Wider Perspective on the Progress in Object Detection
TL;DR:
Object Detection is one of the most mature fields in Computer Vision and Deep Learning. In the last year alone we have seen many novel ideas in Object Detection which introduced very significant improvements in detection accuracy.
I’ve gathered the 9 most important and useful papers (since October 2016) in my opinion for a talk I’ve recently given in several conferences. I thought it might be helpful for many other practitioners as well to get a wider perspective of the amazing progress in the field, and have the list of papers with links to Arxiv.
If you’re interested in a getting more thorough introduction to Object Detection, and in getting a solid intuition to the leading algorithms, you’re welcome to listen to my talk from the PyData Conference about the subject.
I’ve divided them by the module they improved (architecture [feature extractor], meta-architecture [detection algorithm] and post processing), although the division between architecture and meta-architecture improvements can be sometimes argued.
Would love to hear your thoughts about this list, and of course feel free to tell me if you think something significant is not on the list (I did not include new “feature extractor” generations on purpose, such as “squeeze-and-excitation”, which are not a unique contribution for detection, even though most of them do improve detection accuracy).
Short paragraph about each of the improvements for the busy people -
- Detection without Pre-Training — demonstrated comparable performance to state of the art in certain cases without pre-training on Imagenet classification. This is a very important direction since the datasets in many domains are very different from Imagenet, and usually don’t benefit from pre-training.
- Deformable Convolutions and ROI-Pooling — Enables the 3x3 convolution kernel to have any shape (non-rectangular), and learns the optimal shape from the data. Used in the entry that won 2nd place in COCO detection 2016. In the image below you can see on the right how the attention field is shaped in a way that is much more relevant for extracting relevant features.
- Focal Loss — Novel loss function that gives a higher weight to hard-examples. Until now easy patches have overwhelmed the loss calculation and limited the extent of generalizing to hard example. This contribution enabled relatively fast single-stage detection algorithms (similar to SSD) to demonstrate the best single-model detection performance to date, surpassing all two-stage methods (and most importantly Faster R-CNN) for the first time.

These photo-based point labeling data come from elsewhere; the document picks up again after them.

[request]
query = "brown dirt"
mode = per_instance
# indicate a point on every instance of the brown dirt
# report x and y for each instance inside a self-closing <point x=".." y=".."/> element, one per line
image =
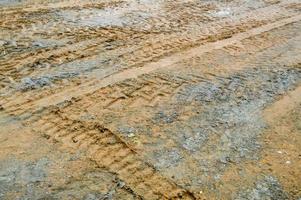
<point x="150" y="99"/>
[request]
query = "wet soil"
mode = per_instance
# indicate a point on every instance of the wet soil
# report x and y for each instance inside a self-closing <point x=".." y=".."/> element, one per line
<point x="150" y="99"/>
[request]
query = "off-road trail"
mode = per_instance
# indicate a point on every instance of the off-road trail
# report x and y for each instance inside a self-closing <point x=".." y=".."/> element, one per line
<point x="150" y="99"/>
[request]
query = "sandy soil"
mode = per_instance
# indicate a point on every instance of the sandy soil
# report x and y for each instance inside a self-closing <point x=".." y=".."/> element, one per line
<point x="150" y="99"/>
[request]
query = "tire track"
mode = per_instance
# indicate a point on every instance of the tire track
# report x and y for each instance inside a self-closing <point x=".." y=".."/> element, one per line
<point x="109" y="151"/>
<point x="164" y="63"/>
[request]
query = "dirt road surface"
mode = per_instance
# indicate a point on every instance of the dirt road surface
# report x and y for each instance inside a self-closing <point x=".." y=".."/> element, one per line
<point x="150" y="99"/>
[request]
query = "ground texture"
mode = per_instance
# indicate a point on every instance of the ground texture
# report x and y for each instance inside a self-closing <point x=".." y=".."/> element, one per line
<point x="150" y="99"/>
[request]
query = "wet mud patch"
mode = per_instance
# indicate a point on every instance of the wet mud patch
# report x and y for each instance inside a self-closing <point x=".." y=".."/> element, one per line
<point x="207" y="126"/>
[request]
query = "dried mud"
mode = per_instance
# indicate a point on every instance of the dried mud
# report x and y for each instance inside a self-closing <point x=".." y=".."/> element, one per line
<point x="150" y="99"/>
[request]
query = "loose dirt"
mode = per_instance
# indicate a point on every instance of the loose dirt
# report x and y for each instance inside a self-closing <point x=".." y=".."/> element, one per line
<point x="143" y="99"/>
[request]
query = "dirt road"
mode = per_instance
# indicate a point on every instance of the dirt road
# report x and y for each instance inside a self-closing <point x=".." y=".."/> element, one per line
<point x="150" y="99"/>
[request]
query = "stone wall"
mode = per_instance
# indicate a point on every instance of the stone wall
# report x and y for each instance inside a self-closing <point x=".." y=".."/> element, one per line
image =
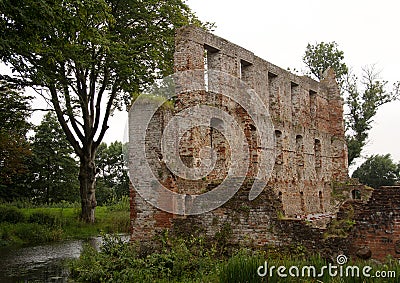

- Multi-Task Learning — Improve the detection accuracy and increase the algorithm’s usability, by having a single network learn both detection and instance-segmentation, which are both done in a fully-convolutional (efficient) manner. Won first place in the COCO instance segmentation 2016 and 3rd place in detection.
- Feature-Pyramid Networks — Most effective way demonstrated to date to combine feature maps of several depths, for improving detection of smaller objects (utilizing the more fine-grained features in shallower layers). Used in current best single model mentioned above.
- Detection on 9,000 Classes — The COCO detection dataset contains only 80 object categories, scaling up the number of classes is very expensive. They introduced a clever way to train the detection algorithm on Imagenet classification in parallel to training on detection, and enable detection on 9,000 classes in real time (currently with relatively low accuracy).
- Soft NMS — Improve the traditional detection post processing method (NMS) to better detect different objects that partially overlap with each other.
- Learned NMS — Detection algorithms have benefited greatly from moving towards and end-to-end architecture. NMS is currently one of the last components of the detection algorithms which is not learned end-to-end, and this paper proposes a way to change it.